You also don't elect the members of your national government directly (in no country that I'm aware of, EU or otherwise, not even Switzerland). You're electing members of parliament and/or a president, who will then jointly appoint members of your national government, EU commissioners and a host of other political/judicial/administrative/... positions, in sometimes complicated processes. So your democratic choices affect the EU commission just as they affect your national politics.
I'm not saying that the EU couldn't do more to strengthen direct democracy (eg the role of the European Parliament, referenda, direct election of the president of the commission...). I would actually welcome that, but suggesting that current EU politics isn't democratic is a severe misrepresentation of the facts (one that is often peddled by actors with sinister agendas).
The constitution of Germany for example explicitly states that it is immediately rendered invalid the day the German people chooses to establish another, e.g. the ultimate power to govern the German people lies within the people.

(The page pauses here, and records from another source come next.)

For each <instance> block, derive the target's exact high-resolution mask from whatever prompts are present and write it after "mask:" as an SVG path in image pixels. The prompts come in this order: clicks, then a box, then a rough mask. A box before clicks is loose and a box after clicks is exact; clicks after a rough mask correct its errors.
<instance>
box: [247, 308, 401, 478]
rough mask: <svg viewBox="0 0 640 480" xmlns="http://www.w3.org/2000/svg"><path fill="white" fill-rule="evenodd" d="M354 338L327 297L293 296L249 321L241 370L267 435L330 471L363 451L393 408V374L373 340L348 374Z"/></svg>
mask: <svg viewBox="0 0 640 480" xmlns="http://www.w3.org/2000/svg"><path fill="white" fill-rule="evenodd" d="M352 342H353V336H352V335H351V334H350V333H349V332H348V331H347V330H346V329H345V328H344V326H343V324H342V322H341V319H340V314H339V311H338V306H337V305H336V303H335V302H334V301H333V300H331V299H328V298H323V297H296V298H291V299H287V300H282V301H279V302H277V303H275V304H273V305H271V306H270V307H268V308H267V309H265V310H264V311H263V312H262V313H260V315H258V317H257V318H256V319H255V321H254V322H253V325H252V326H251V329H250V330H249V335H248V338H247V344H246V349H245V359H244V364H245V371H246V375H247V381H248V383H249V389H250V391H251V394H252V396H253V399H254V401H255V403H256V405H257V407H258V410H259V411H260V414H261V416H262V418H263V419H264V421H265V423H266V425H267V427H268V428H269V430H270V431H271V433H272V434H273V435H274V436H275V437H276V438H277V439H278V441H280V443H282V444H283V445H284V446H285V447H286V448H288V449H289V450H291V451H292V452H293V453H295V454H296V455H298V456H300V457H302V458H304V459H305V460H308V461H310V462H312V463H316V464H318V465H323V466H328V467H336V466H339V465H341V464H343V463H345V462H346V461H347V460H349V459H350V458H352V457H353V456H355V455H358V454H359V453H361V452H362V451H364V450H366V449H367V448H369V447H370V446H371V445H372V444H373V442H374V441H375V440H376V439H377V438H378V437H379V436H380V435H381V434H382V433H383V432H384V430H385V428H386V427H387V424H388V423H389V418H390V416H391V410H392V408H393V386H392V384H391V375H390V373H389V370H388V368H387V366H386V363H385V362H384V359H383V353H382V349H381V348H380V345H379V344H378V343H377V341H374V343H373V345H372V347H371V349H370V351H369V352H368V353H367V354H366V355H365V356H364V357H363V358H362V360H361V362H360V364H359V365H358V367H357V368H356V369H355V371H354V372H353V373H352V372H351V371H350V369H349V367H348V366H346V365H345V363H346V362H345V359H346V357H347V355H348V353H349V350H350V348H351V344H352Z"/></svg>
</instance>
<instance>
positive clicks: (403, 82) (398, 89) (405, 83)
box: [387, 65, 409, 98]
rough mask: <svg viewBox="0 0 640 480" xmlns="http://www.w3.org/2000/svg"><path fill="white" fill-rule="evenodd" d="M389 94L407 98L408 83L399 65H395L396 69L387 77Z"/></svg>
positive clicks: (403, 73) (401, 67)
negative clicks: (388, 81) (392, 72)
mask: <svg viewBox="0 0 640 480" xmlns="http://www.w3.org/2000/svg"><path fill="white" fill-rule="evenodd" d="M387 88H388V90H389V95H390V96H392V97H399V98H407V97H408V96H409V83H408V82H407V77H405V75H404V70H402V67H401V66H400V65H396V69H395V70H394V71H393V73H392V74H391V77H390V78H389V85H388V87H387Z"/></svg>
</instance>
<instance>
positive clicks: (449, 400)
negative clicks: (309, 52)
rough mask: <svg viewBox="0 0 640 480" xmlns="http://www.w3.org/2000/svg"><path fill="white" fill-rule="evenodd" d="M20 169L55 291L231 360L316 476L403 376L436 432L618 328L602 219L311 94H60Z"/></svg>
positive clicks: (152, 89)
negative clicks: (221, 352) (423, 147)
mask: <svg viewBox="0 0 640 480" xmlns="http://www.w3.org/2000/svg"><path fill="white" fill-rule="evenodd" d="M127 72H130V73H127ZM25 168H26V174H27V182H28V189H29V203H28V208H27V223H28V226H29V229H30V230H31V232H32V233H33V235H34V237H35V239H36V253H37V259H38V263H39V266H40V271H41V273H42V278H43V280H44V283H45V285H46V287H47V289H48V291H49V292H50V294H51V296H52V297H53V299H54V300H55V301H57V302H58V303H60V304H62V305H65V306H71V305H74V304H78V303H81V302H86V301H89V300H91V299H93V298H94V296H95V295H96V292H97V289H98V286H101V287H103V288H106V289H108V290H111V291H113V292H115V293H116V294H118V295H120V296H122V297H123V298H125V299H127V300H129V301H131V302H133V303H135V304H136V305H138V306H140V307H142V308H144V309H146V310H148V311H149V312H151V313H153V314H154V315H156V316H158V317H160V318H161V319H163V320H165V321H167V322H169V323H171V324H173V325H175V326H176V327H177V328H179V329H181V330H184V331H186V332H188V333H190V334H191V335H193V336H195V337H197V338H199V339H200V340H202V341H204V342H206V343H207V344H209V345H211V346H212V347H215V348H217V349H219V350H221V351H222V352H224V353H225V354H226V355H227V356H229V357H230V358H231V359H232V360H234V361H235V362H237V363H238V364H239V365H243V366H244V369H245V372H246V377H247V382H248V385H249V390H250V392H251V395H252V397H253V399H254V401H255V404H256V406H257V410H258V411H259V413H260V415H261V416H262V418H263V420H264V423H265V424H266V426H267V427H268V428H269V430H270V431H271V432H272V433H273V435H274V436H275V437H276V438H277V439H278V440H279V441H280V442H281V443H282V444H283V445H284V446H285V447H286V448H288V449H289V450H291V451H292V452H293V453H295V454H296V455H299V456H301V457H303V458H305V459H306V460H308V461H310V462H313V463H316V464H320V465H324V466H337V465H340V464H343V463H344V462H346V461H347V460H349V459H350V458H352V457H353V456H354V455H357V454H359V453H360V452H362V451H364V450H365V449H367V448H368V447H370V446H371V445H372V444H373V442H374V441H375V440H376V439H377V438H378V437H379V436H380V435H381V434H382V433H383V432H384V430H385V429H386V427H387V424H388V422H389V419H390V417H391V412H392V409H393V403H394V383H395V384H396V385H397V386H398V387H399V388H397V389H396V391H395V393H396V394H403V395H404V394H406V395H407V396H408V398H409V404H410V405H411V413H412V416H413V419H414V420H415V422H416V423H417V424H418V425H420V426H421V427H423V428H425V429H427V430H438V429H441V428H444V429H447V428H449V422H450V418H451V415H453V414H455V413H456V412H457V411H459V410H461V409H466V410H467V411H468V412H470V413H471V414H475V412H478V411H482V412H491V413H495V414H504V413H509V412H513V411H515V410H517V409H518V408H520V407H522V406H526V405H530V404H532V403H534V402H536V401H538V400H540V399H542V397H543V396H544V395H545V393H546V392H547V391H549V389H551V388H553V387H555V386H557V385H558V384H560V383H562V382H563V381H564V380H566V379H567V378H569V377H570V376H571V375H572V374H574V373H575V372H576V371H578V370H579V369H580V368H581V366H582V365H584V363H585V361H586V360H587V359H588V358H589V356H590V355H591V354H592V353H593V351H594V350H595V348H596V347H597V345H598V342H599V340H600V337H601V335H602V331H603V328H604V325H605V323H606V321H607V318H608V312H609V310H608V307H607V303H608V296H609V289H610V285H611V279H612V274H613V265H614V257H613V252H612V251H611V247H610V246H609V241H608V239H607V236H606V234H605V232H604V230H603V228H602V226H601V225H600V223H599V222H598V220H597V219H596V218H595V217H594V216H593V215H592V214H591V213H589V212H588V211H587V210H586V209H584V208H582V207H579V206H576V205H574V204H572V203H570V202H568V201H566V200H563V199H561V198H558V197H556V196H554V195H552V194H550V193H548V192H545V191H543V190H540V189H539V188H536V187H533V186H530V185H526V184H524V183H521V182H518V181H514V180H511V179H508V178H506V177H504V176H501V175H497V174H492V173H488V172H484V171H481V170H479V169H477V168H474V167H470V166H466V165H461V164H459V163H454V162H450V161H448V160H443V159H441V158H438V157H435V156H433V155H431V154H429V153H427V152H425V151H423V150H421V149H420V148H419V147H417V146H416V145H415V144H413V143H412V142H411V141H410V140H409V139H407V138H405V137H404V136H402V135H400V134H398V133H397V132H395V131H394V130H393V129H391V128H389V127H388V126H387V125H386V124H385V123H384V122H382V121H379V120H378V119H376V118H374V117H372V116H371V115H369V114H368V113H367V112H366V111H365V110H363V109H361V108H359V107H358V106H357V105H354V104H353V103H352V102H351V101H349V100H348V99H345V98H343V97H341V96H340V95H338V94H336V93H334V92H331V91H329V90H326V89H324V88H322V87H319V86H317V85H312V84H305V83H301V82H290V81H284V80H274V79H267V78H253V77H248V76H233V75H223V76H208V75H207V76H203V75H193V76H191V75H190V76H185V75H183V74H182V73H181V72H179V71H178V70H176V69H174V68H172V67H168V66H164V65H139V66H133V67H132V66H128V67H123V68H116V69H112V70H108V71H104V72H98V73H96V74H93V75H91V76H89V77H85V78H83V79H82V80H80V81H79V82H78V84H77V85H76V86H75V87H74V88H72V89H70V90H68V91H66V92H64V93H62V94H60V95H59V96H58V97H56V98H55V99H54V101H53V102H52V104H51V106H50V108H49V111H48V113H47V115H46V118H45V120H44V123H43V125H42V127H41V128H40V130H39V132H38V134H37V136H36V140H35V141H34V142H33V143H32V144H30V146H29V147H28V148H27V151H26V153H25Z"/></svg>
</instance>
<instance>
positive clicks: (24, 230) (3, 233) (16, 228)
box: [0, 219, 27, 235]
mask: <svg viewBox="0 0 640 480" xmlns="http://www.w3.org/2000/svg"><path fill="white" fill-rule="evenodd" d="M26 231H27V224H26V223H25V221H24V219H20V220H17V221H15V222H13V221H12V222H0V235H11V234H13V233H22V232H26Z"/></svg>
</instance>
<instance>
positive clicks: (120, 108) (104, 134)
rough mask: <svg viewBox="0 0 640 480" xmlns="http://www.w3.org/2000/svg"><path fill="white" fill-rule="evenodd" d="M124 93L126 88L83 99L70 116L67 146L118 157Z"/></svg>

This is a fundamental freedom the EU currently does not guarantee and putting the EU treaties above countries' constitutions is frankly incompatible with this clause.
You are completely missing the point. You have a whole lot of more control on people who live next door to you than bureaucrats living thousands of miles away with whom you have absolutely no connection
I'm not saying that the EU couldn't do more to strengthen direct democracy (eg the role of the European Parliament, referenda, direct election of the president of the commission...). I would actually welcome that, but suggesting that current EU politics isn't democratic is a severe misrepresentation of the facts (one that is often peddled by actors with sinister agendas).